MARGUERITE. – Quoi! vous étiez à vous quereller et tout prêts à vous prendre à la gorge avant que j'arrivasse, et maintenant vous tournez toutes vos haines contre moi! Les malédictions d'York ont-elles donc eu tant de pouvoir sur le ciel, que la mort de Henri, la mort de mon aimable Édouard, la perte de leur couronne, et mon déplorable bannissement aient seulement servi de satisfaction pour la mort de ce méchant petit morveux? Les malédictions peuvent-elles percer les nuages et pénétrer dans les cieux? S'il en est ainsi, nuages épais, donnez passage à mes rapides imprécations. – Qu'au défaut de la guerre, votre roi périsse par la débauche, comme le nôtre a péri par le meurtre, pour le faire roi! (A la reine.) Qu'Édouard ton fils, aujourd'hui prince de Galles, pour me payer Édouard, mon fils, avant lui prince de Galles, périsse dans sa jeunesse, par une fin violente! Et toi, qui es reine, pour ma vengeance à moi qui étais reine, puisses-tu survivre à tes grandeurs, comme moi, malheureuse que je suis!

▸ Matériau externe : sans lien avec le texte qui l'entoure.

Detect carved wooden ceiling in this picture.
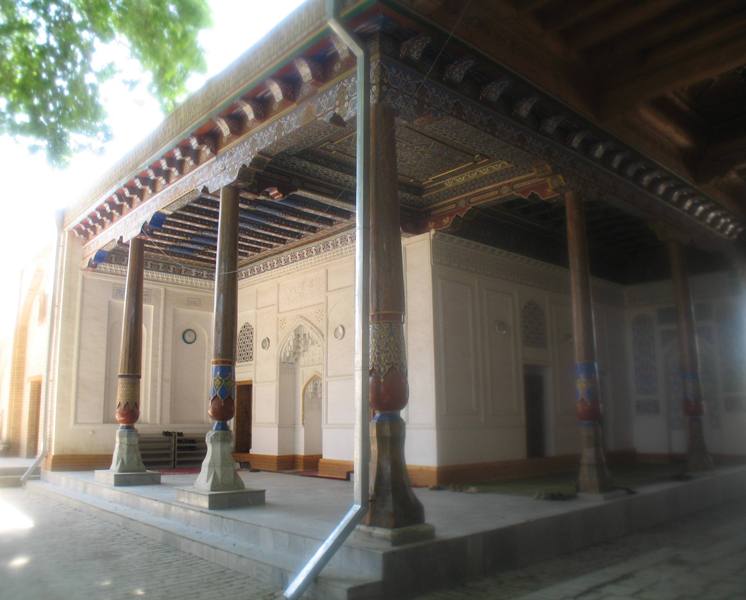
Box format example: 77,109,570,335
81,0,745,281
397,0,746,220
109,115,550,269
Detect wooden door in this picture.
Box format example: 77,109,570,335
235,382,252,453
525,372,545,458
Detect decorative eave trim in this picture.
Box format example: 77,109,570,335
67,0,367,241
79,70,360,263
94,257,214,289
238,229,355,282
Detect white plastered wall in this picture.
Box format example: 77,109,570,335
625,271,746,457
236,232,439,467
19,287,49,456
430,233,631,467
49,233,214,456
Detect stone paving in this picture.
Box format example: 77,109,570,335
1,484,745,600
415,498,746,600
0,487,280,600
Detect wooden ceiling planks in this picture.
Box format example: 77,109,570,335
130,190,356,268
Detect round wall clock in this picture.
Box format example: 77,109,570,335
182,328,197,344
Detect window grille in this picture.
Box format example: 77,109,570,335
521,300,547,349
237,323,254,363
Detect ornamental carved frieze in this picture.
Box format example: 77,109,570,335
369,321,409,413
374,55,741,241
82,71,360,261
115,375,140,425
369,321,407,379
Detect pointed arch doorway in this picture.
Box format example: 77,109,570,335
279,322,324,472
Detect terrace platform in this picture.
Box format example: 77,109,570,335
32,466,746,599
0,457,34,487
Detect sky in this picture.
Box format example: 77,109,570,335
0,0,307,325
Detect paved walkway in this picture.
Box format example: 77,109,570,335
0,487,279,600
1,485,745,599
415,497,746,600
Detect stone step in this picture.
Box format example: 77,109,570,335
0,466,31,477
0,475,23,488
33,474,384,600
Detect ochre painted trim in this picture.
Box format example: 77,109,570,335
42,448,645,483
45,454,112,471
637,452,746,466
322,449,639,487
713,454,746,465
233,452,295,472
636,452,686,464
317,458,353,480
294,454,321,471
232,453,323,472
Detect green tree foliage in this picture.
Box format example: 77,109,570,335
0,0,211,165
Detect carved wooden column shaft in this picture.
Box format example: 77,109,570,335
667,240,712,471
104,235,158,481
365,101,425,530
116,236,144,426
564,190,612,494
209,185,239,428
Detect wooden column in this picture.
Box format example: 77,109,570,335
180,184,267,506
667,240,713,471
191,184,247,496
364,102,425,529
104,235,160,481
564,191,612,494
116,237,144,427
209,184,239,429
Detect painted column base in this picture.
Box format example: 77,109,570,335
364,415,426,529
687,417,714,472
355,523,435,547
176,486,265,509
110,427,147,474
577,422,613,495
95,469,161,487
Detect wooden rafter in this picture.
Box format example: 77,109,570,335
600,30,746,117
566,0,680,51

Puisses-tu vivre longtemps pour pleurer longtemps la perte de tes enfants, et en voir une autre parée de tes dépouilles, comme je te vois aujourd'hui à ma place! Que tes jours de bonheur expirent longtemps avant ta mort, et après de longues heures de peine; meurs après avoir cessé d'être mère, d'être épouse, d'être reine d'Angleterre! Rivers, et toi, vous étiez présents, et tu l'étais aussi, lord Hastings, lorsque mon fils fut percé de leurs poignards sanglants. Que Dieu, je l'en conjure, ne laisse vivre aucun de vous, jusqu'au terme naturel de sa vie, mais qu'un accident imprévu tranche vos jours!
GLOCESTER. – Mégère, as-tu fini ta conjuration, vieille et détestable sorcière que tu es?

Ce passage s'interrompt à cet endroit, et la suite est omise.